Step 1: Use $\cos(2\alpha) = 2\cos^2(\alpha) - 1$ to find $\cos(\alpha)$

We know the double angle identity for cosine:

$\cos(2\alpha) = 2\cos^2(\alpha) - 1$

Substitute $\cos(2\alpha) = -\frac{4}{5}$ into the equation:

$-\frac{4}{5} = 2\cos^2(\alpha) - 1$

Solve for $\cos^2(\alpha)$:

$2\cos^2(\alpha) = -\frac{4}{5} + 1 = \frac{1}{5}$

$\cos^2(\alpha) = \frac{1}{10}$

Thus,

$\cos(\alpha) = \pm \frac{1}{\sqrt{10}}$

Step 2: Determine the sign of $\cos(\alpha)$

Since $\frac{\pi}{2} < 2\alpha < \pi$, the angle $\alpha$ lies in the second quadrant.

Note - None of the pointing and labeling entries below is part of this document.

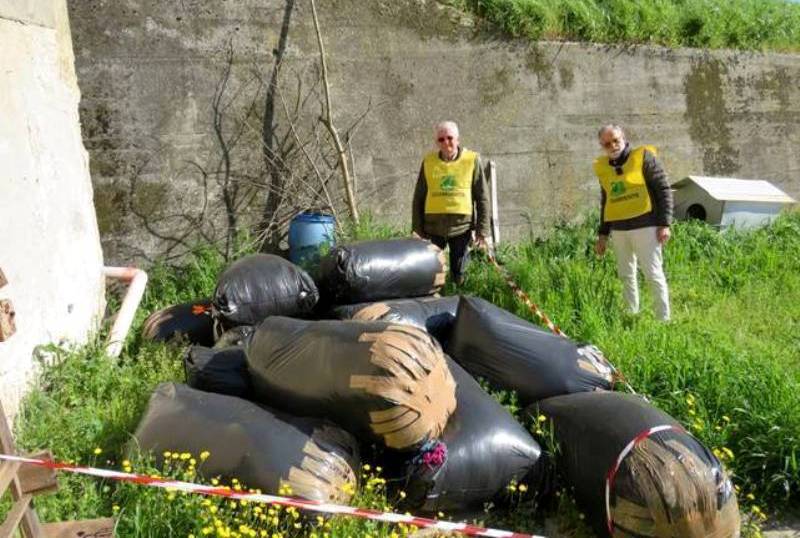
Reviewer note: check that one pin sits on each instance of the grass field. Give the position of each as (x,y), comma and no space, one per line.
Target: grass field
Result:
(736,24)
(727,366)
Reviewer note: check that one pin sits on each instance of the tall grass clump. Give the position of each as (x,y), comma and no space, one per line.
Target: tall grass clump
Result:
(736,24)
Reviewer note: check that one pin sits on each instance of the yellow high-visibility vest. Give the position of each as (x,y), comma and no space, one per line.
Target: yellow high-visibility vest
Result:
(449,183)
(626,193)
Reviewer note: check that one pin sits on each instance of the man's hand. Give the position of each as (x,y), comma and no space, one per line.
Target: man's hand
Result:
(600,246)
(663,234)
(481,242)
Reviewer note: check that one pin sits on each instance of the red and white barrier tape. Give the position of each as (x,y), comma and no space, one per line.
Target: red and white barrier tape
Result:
(524,297)
(302,504)
(612,473)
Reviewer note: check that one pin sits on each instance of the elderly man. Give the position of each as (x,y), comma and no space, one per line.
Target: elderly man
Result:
(636,211)
(451,198)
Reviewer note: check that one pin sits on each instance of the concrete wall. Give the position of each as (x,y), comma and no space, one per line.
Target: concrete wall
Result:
(49,242)
(148,71)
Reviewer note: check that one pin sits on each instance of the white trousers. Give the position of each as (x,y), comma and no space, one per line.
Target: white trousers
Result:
(641,247)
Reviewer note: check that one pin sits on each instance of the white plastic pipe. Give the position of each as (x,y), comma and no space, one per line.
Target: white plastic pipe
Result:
(137,281)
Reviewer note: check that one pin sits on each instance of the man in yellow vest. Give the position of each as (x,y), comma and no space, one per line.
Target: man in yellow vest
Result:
(636,211)
(451,198)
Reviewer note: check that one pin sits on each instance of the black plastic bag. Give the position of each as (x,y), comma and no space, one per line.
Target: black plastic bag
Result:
(368,271)
(434,314)
(383,382)
(262,285)
(220,370)
(514,354)
(191,321)
(666,484)
(236,336)
(259,447)
(486,450)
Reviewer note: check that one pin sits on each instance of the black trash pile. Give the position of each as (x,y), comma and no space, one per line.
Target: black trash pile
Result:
(288,380)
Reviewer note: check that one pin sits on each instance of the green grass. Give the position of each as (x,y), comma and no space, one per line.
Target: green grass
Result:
(736,24)
(727,366)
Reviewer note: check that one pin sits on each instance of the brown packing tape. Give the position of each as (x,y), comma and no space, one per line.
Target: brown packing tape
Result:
(322,475)
(679,491)
(372,312)
(420,385)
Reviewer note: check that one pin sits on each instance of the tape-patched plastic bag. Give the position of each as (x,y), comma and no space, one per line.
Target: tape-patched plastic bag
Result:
(381,381)
(636,472)
(260,447)
(514,354)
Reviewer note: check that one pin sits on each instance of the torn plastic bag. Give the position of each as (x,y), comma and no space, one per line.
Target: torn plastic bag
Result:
(236,336)
(486,448)
(191,321)
(660,481)
(514,354)
(259,447)
(380,381)
(220,370)
(262,285)
(434,314)
(368,271)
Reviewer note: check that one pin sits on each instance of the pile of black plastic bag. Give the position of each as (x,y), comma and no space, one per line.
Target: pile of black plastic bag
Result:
(291,381)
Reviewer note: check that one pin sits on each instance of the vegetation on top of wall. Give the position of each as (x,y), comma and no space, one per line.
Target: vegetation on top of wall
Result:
(735,24)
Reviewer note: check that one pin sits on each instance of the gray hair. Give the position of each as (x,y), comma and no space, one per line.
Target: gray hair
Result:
(449,125)
(610,127)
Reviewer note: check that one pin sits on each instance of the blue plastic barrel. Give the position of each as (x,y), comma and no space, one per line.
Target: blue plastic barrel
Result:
(308,232)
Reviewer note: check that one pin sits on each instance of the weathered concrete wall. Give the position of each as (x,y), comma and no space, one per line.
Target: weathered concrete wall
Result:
(148,71)
(49,243)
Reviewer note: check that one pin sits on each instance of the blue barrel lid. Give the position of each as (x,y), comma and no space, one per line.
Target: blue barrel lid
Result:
(314,217)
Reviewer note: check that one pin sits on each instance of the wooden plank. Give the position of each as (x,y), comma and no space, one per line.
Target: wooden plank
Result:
(29,525)
(89,528)
(9,527)
(8,470)
(7,325)
(35,479)
(492,171)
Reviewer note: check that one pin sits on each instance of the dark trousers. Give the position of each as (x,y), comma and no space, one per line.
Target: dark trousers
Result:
(459,252)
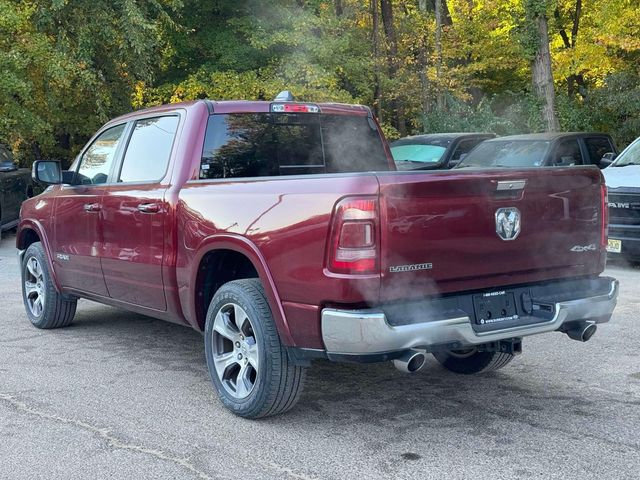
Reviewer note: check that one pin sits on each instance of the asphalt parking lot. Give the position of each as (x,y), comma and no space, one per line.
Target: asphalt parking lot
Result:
(119,395)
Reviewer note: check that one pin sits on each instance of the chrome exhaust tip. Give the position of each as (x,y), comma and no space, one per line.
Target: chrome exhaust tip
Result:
(411,361)
(582,331)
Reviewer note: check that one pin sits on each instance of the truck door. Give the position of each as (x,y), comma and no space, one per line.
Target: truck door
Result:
(134,215)
(78,210)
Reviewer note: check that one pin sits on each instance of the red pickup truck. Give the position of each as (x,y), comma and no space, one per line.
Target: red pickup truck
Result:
(284,233)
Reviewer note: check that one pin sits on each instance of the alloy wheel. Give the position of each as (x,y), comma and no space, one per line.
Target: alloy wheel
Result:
(235,350)
(34,287)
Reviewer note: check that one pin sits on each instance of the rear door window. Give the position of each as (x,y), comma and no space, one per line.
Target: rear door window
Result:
(262,144)
(149,149)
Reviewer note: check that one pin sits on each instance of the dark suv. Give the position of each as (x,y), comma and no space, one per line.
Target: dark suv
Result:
(543,150)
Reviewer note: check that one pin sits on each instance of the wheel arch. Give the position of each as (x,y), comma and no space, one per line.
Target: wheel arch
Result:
(31,231)
(243,253)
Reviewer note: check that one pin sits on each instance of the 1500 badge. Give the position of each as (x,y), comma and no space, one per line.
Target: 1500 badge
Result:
(584,248)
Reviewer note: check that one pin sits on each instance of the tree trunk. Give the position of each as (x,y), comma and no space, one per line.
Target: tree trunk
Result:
(375,36)
(386,10)
(575,81)
(543,76)
(422,59)
(440,93)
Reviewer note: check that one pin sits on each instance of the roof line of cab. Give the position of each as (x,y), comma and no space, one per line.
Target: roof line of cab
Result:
(245,106)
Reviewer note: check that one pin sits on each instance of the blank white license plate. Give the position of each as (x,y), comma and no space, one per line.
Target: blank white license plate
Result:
(614,246)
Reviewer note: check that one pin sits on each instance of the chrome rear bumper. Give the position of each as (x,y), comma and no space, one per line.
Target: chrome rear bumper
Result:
(362,332)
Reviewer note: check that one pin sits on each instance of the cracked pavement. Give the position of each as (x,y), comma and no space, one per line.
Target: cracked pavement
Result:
(119,395)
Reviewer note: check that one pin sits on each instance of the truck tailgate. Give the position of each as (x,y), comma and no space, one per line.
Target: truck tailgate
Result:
(443,232)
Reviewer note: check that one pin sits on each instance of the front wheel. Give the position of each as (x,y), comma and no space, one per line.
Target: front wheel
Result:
(248,365)
(470,361)
(45,307)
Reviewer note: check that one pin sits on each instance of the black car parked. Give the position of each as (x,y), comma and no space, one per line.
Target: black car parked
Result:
(543,150)
(435,150)
(15,187)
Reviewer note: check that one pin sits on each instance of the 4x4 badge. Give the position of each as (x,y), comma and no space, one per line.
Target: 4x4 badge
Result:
(508,223)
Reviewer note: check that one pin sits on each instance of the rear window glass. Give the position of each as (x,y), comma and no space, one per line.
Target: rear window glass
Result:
(507,153)
(417,153)
(266,144)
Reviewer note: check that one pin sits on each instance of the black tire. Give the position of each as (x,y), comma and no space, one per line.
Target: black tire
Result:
(471,361)
(57,311)
(277,382)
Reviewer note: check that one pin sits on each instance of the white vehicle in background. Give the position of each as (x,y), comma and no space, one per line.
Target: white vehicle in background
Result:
(623,183)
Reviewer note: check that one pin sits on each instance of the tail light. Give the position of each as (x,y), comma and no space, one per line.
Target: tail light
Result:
(605,216)
(354,244)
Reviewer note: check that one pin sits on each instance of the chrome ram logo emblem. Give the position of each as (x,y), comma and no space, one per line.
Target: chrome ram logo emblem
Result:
(508,223)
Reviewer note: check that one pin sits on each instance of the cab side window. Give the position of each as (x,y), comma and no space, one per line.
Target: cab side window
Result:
(149,149)
(97,160)
(464,147)
(597,147)
(566,154)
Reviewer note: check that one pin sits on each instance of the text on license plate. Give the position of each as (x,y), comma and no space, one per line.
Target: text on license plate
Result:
(614,246)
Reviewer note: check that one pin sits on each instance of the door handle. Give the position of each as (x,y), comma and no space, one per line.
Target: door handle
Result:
(149,208)
(92,207)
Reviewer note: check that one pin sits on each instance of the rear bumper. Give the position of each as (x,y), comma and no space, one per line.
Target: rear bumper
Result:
(369,332)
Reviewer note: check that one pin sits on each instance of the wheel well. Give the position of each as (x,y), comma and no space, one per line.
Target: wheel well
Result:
(27,237)
(217,268)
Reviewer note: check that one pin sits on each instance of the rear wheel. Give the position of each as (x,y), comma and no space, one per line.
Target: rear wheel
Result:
(45,307)
(248,365)
(470,361)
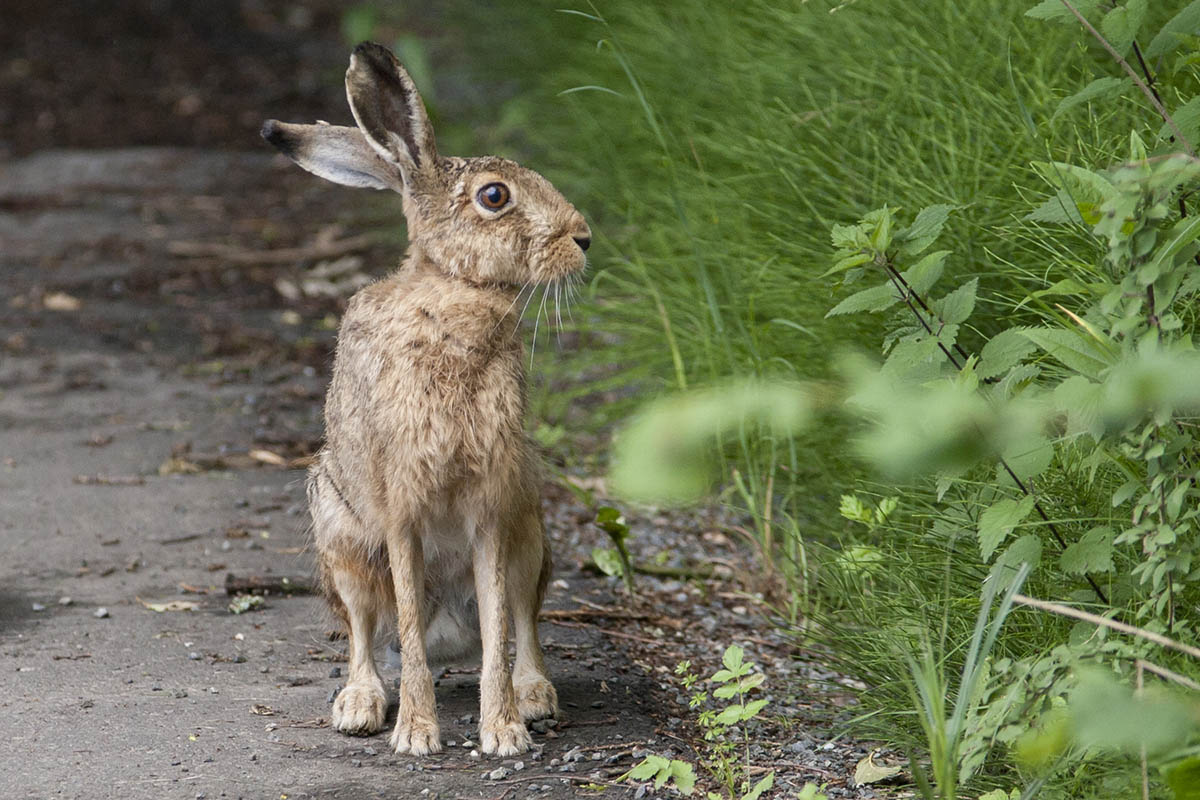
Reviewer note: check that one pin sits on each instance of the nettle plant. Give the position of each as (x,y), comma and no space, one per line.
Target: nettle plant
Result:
(1115,384)
(1110,382)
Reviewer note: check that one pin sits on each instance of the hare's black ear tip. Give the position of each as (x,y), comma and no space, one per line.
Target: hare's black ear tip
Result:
(373,54)
(273,131)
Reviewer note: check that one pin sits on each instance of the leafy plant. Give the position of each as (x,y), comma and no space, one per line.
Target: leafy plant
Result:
(615,560)
(724,728)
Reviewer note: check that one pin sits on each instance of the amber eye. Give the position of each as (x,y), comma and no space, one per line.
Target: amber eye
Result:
(493,196)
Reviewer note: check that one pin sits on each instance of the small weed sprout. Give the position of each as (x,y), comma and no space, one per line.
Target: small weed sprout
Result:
(724,729)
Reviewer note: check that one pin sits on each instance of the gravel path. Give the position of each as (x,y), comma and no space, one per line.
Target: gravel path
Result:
(165,334)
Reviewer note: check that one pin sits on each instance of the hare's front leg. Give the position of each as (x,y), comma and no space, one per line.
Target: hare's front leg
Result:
(501,729)
(417,725)
(361,705)
(528,575)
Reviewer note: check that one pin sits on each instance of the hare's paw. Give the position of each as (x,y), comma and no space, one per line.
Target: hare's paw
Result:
(359,709)
(505,739)
(415,738)
(537,699)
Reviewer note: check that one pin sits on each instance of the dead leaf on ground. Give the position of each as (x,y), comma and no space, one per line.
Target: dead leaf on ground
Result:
(109,480)
(268,457)
(869,771)
(60,301)
(179,467)
(171,605)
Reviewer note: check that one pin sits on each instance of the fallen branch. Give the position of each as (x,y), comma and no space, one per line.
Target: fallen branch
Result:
(678,572)
(1074,613)
(231,254)
(267,584)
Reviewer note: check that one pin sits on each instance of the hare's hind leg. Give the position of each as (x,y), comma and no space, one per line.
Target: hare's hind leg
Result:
(417,725)
(357,588)
(528,575)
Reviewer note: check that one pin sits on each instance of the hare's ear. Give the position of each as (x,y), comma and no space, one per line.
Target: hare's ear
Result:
(389,110)
(335,152)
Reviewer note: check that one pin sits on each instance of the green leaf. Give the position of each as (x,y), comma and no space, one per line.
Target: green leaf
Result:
(923,275)
(1068,347)
(849,263)
(1121,24)
(1183,779)
(730,715)
(868,771)
(874,299)
(649,767)
(999,521)
(732,659)
(925,228)
(1062,209)
(1003,352)
(683,776)
(1091,553)
(753,709)
(1081,184)
(760,787)
(756,679)
(1187,119)
(957,306)
(609,561)
(1109,715)
(1079,398)
(1173,34)
(1099,89)
(1025,549)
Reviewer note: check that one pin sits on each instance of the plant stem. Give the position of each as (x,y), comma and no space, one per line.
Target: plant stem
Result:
(909,295)
(1146,90)
(1074,613)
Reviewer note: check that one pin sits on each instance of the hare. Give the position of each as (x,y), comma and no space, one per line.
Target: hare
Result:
(425,498)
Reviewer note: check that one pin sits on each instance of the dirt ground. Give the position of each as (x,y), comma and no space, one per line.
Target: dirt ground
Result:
(169,296)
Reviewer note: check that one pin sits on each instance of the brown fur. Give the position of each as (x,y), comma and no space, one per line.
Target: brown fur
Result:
(425,498)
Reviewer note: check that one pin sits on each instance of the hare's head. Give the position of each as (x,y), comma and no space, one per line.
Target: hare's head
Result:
(486,220)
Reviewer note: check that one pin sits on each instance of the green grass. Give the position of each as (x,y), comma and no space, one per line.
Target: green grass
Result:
(712,145)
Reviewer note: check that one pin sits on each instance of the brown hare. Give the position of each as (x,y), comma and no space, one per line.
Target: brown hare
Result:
(425,498)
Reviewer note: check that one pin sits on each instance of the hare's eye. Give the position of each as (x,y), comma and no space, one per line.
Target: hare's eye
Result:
(493,196)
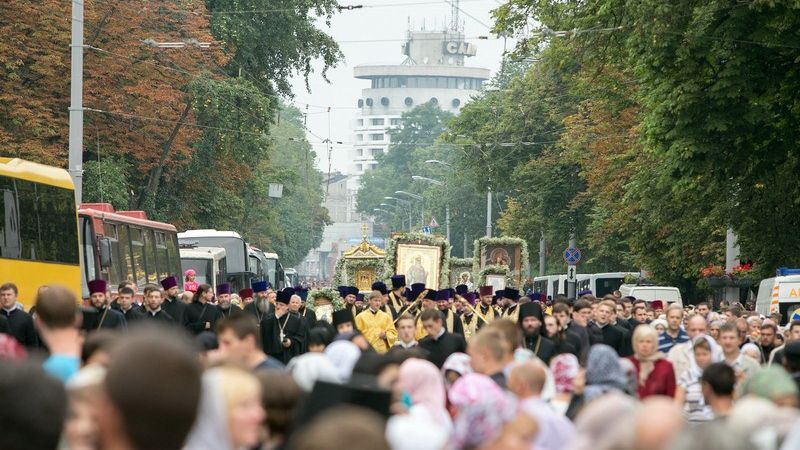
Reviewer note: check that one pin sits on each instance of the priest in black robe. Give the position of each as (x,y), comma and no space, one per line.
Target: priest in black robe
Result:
(202,315)
(283,334)
(531,321)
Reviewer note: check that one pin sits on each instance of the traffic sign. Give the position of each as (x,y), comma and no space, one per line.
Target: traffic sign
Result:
(572,256)
(572,274)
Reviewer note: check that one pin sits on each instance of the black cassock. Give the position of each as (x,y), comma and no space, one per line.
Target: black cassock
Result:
(293,327)
(197,314)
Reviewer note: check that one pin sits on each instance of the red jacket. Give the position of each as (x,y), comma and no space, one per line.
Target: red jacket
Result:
(660,382)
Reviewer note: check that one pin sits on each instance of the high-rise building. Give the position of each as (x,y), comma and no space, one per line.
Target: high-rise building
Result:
(433,71)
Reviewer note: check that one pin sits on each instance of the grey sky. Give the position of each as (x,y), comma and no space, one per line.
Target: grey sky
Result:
(380,30)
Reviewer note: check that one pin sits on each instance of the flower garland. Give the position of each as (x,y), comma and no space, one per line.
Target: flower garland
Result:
(495,269)
(418,238)
(504,241)
(329,293)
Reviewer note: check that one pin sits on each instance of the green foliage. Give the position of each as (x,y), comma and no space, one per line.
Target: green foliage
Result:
(106,181)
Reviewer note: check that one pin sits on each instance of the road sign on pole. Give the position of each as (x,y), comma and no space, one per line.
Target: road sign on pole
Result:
(572,273)
(572,256)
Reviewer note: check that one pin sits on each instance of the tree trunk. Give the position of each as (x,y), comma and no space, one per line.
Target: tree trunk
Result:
(154,179)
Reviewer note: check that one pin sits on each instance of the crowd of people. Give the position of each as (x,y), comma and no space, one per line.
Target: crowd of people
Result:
(399,367)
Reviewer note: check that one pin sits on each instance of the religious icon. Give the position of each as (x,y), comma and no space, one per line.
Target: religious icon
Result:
(419,263)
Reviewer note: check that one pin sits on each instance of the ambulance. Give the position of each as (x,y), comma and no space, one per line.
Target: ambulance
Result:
(780,294)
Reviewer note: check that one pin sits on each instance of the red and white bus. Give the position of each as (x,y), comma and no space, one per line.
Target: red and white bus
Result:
(125,245)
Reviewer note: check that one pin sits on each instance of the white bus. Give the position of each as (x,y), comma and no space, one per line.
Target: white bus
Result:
(209,264)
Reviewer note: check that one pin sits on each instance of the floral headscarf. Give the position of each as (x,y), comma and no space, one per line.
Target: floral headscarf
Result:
(565,368)
(603,372)
(483,409)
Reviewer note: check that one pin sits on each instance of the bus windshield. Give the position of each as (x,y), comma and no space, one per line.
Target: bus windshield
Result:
(235,250)
(203,269)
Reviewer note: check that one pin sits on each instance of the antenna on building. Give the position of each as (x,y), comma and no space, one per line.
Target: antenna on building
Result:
(454,11)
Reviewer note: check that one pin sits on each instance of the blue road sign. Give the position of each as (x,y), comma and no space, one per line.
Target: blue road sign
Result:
(572,256)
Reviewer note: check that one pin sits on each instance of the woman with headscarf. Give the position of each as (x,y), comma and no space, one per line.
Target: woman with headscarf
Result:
(455,366)
(564,368)
(655,373)
(421,386)
(689,393)
(482,409)
(344,355)
(309,368)
(230,415)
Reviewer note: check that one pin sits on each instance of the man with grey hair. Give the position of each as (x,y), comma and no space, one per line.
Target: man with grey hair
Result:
(681,354)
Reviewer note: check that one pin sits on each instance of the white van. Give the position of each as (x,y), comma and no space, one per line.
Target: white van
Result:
(667,294)
(779,294)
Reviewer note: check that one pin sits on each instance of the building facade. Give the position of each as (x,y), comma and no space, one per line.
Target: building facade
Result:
(433,71)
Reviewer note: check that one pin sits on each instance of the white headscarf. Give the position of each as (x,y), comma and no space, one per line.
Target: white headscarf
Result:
(343,355)
(309,368)
(210,428)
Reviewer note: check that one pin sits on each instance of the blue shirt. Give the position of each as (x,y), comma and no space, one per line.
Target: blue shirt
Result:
(666,342)
(62,367)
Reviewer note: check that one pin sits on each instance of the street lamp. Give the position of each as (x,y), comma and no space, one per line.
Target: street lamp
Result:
(446,207)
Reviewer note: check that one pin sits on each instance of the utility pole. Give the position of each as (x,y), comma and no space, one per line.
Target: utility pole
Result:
(571,284)
(76,101)
(489,212)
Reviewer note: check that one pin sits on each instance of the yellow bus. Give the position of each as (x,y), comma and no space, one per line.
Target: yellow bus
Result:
(38,228)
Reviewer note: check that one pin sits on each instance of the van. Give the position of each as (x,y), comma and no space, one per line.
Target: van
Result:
(667,294)
(779,294)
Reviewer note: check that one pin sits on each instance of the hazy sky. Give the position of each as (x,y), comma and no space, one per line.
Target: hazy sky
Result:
(379,29)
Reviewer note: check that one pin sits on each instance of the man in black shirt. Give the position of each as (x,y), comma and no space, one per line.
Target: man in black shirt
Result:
(172,303)
(439,343)
(20,324)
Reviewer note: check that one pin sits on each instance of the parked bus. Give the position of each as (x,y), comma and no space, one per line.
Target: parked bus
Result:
(602,284)
(125,245)
(209,264)
(38,228)
(236,253)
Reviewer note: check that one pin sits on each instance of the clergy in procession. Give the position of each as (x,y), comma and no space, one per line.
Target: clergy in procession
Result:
(469,319)
(452,323)
(153,298)
(386,307)
(311,318)
(283,334)
(226,308)
(173,305)
(104,317)
(376,325)
(428,303)
(397,296)
(201,314)
(260,306)
(488,313)
(531,322)
(511,297)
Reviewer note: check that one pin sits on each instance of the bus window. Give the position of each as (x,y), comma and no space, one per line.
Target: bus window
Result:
(162,258)
(137,246)
(151,265)
(110,231)
(126,254)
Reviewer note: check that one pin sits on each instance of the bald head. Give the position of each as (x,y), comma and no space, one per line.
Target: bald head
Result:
(657,434)
(695,326)
(527,378)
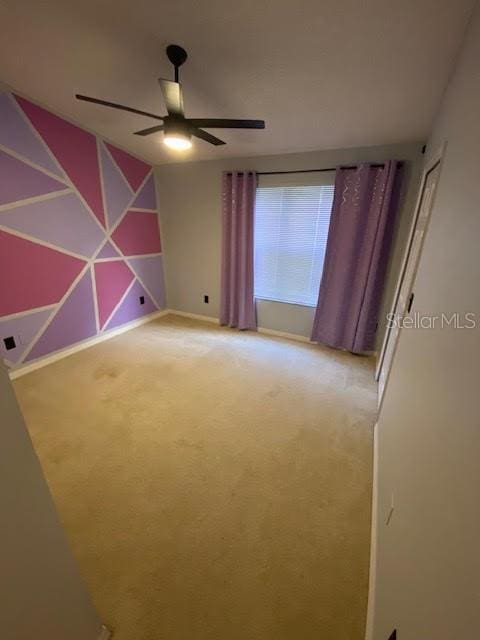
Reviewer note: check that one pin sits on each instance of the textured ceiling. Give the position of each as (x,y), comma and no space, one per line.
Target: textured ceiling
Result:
(322,73)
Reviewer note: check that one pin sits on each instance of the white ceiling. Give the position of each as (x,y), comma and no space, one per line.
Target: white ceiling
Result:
(322,73)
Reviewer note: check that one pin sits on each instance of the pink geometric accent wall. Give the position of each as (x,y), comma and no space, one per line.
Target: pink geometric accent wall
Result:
(80,249)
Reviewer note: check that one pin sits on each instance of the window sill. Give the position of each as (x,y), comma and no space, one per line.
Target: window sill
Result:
(293,304)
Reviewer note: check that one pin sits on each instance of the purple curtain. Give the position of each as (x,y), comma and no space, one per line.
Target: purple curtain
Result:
(237,308)
(358,246)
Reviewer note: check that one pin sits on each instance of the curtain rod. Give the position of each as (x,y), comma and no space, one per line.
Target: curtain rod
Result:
(276,173)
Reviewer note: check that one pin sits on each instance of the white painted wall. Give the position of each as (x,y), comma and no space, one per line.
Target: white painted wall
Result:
(190,210)
(428,558)
(41,594)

In the second quadrant, cosine is negative, so:

$\cos(\alpha) = -\frac{1}{\sqrt{10}}$

Step 3: Find $\sin(\alpha)$

Use the Pythagorean identity $\sin^2(\alpha) + \cos^2(\alpha) = 1$ to find $\sin(\alpha)$:

$\sin^2(\alpha) = 1 - \cos^2(\alpha) = 1 - \frac{1}{10} = \frac{9}{10}$

Thus,

$\sin(\alpha) = \pm \frac{3}{\sqrt{10}}$

Since $\alpha$ is in the second quadrant, sine is positive, so:

$\sin(\alpha) = \frac{3}{\sqrt{10}}$

Step 4: Find the remaining trigonometric functions

• Tangent: $\tan(\alpha) = \frac{\sin(\alpha)}{\cos(\alpha)} = \frac{\frac{3}{\sqrt{10}}}{-\frac{1}{\sqrt{10}}} = -3$

• Cosecant: $\csc(\alpha) = \frac{1}{\sin(\alpha)} = \frac{\sqrt{10}}{3}$

• Secant: $\sec(\alpha) = \frac{1}{\cos(\alpha)} = -\sqrt{10}$

• Cotangent: $\cot(\alpha) = \frac{1}{\tan(\alpha)} = -\frac{1}{3}$

Final Answer:

• $\sin(\alpha) = \frac{3}{\sqrt{10}}$
• $\cos(\alpha) = -\frac{1}{\sqrt{10}}$
• $\tan(\alpha) = -3$
• $\csc(\alpha) = \frac{\sqrt{10}}{3}$
• $\sec(\alpha) = -\sqrt{10}$
• $\cot(\alpha) = -\frac{1}{3}$

Would you like more details or have any questions?

Follow-up questions:

1. How would the solution change if $\alpha$ were in the first quadrant?
2. What is the geometric interpretation of the given trigonometric values?
3. Can you solve for $\alpha$ exactly based on these values?
4. How would you find the values of the trigonometric functions for $2\alpha$ directly?
5. What would happen if $\cos(2\alpha)$ had a different sign?

Tip:

Always remember which quadrant your angle is in, as it determines the signs of sine, cosine, and tangent.